La sapa o saba, uno sciroppo dolce e denso di antiche origini, è il risultato di una lunga cottura in un paiolo di rame del mosto d’uva bianca o rossa. Tradizionalmente era usanza mettere nel mosto anche una dozzina di noci con il guscio, che rivoltandosi nel lento bollire, aiutavano il mosto a non attaccarsi al fondo. La sapa è detta anche vino cotto o miele d’uva, era insieme al miele il dolcificante più usato nell’antichità.
Il mosto deve ridursi ad un terzo e dopo sei o sette ore di cottura raggiungerà una consistenza come l’olio. Tantissimo tempo per pochissimo prodotto: se ve ne regalano una bottiglia, saba, vincotto o ficotto, non fa differenza, prendetelo come un gesto d’affetto profondo e fatene buon uso. Un piatto tipico del maceratese sono i vucculotti con sapa e noci.

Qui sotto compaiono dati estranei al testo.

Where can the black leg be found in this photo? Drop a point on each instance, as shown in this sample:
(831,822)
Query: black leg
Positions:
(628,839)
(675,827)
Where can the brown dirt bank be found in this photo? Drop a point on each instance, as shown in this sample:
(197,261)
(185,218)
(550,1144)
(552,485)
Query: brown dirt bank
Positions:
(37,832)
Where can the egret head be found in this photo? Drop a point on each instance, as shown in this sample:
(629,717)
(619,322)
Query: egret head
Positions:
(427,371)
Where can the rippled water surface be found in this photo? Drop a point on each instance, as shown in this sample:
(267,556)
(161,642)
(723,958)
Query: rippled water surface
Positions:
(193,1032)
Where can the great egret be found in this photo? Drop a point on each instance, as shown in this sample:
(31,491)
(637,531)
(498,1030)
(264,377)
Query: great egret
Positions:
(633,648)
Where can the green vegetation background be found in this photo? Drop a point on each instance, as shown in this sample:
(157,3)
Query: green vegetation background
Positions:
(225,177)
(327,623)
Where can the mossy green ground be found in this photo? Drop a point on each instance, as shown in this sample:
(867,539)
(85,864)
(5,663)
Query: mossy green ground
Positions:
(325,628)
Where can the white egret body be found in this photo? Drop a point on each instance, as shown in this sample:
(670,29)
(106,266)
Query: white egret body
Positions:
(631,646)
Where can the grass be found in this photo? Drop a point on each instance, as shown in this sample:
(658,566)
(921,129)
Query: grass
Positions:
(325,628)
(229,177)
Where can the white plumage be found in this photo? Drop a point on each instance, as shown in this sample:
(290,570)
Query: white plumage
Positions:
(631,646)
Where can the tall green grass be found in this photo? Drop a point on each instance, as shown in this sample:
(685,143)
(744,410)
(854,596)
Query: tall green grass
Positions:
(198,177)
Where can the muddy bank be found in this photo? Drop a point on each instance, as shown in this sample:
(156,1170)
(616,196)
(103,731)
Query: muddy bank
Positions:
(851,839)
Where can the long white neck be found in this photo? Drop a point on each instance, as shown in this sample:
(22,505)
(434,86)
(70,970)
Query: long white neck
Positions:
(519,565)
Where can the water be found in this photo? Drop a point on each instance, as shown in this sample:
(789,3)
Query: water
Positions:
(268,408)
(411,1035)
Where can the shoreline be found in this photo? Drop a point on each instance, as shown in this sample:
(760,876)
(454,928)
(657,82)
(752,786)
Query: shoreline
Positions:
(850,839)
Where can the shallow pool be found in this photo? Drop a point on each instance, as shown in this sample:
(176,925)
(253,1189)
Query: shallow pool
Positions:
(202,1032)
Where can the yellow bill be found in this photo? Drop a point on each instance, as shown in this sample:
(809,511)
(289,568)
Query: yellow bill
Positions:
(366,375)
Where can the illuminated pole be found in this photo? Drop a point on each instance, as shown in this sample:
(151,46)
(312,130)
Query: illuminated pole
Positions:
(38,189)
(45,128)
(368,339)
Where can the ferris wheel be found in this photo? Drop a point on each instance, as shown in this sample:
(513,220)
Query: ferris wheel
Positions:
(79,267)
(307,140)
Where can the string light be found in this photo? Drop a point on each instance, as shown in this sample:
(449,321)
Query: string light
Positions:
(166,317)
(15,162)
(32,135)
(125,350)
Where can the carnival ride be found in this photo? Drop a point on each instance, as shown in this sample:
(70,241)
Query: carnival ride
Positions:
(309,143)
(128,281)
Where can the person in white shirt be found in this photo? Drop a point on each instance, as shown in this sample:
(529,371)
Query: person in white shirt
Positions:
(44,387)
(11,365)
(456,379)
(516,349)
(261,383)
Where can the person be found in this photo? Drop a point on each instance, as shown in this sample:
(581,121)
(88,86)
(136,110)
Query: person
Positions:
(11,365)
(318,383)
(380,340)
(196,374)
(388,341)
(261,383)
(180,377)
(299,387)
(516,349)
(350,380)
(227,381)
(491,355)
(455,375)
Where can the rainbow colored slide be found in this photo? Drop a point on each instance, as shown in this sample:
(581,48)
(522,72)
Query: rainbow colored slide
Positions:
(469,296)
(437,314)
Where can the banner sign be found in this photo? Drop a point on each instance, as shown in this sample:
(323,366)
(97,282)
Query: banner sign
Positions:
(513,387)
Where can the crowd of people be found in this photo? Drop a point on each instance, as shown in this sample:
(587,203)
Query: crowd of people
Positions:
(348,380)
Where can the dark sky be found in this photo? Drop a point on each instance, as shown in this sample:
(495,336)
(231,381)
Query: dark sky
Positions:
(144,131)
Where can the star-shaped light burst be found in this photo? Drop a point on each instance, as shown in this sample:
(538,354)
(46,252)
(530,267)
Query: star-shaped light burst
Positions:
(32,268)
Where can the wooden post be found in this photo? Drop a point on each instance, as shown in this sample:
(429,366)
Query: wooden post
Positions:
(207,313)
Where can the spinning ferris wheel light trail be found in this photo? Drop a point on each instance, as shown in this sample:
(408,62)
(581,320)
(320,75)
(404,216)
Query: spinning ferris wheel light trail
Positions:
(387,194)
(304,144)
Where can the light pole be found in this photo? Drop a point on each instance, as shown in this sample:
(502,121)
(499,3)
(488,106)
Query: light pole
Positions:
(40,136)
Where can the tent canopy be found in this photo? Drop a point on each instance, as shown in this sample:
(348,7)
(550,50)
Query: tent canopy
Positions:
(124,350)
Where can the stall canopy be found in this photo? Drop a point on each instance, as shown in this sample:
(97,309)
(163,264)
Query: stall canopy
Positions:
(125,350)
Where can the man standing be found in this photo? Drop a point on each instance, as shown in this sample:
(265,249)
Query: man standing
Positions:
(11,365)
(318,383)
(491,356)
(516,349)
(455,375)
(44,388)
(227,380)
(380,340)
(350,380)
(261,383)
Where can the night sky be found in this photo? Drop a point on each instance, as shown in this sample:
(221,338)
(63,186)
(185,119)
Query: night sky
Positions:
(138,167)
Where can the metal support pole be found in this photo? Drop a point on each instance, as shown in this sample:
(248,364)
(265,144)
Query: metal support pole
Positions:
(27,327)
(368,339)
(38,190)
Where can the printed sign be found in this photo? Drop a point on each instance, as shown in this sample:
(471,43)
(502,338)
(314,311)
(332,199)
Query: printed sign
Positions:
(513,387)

Pellegrino Artusi, nella sua celebre opera “La scienza in cucina e l’arte di mangiar bene”, pubblicata per la prima volta nel 1891, nomina il prodotto tra gli sciroppi usando le seguenti parole:
“La Sapa, ch’altro non è se non uno siroppo d’uva, può servire in cucina a diversi usi poiché ha un gusto speciale che si addice in alcuni piatti. E’ poi sempre gradita ai bambini che nell’inverno, con essa e colla neve di fresco caduta, possono improvvisar dei sorbetti”
In Sardegna la sapa, oltre che dal mosto, viene ricavata anche con arance e dai frutti del fico d’india è chiamata Saba de figu morisca.
SAPA DI ARANCE
di Patrizia Molomo
1 litro di spremuta di arance filtrata
700 g di zucchero
Versate il succo d’arancia in una casseruola dal fondo spesso e aggiungete lo zucchero. Mescolate bene e accendete la fiamma a fuoco molto dolce. Fate cuocere per 1,5/2 ore senza mai alzare la fiamma, schiumando sempre e rimestando ogni tanto. La saba sarà pronta quando avrà preso il colore caramello /rame e la consistenza sarà quella del miele. Non deve cuocere troppo perché rischia di diventare amara e troppo densa. Comunque, una volta fredda tenderà ad addensarsi. Si conserva molto a lungo in vasetti di vetro ermetici.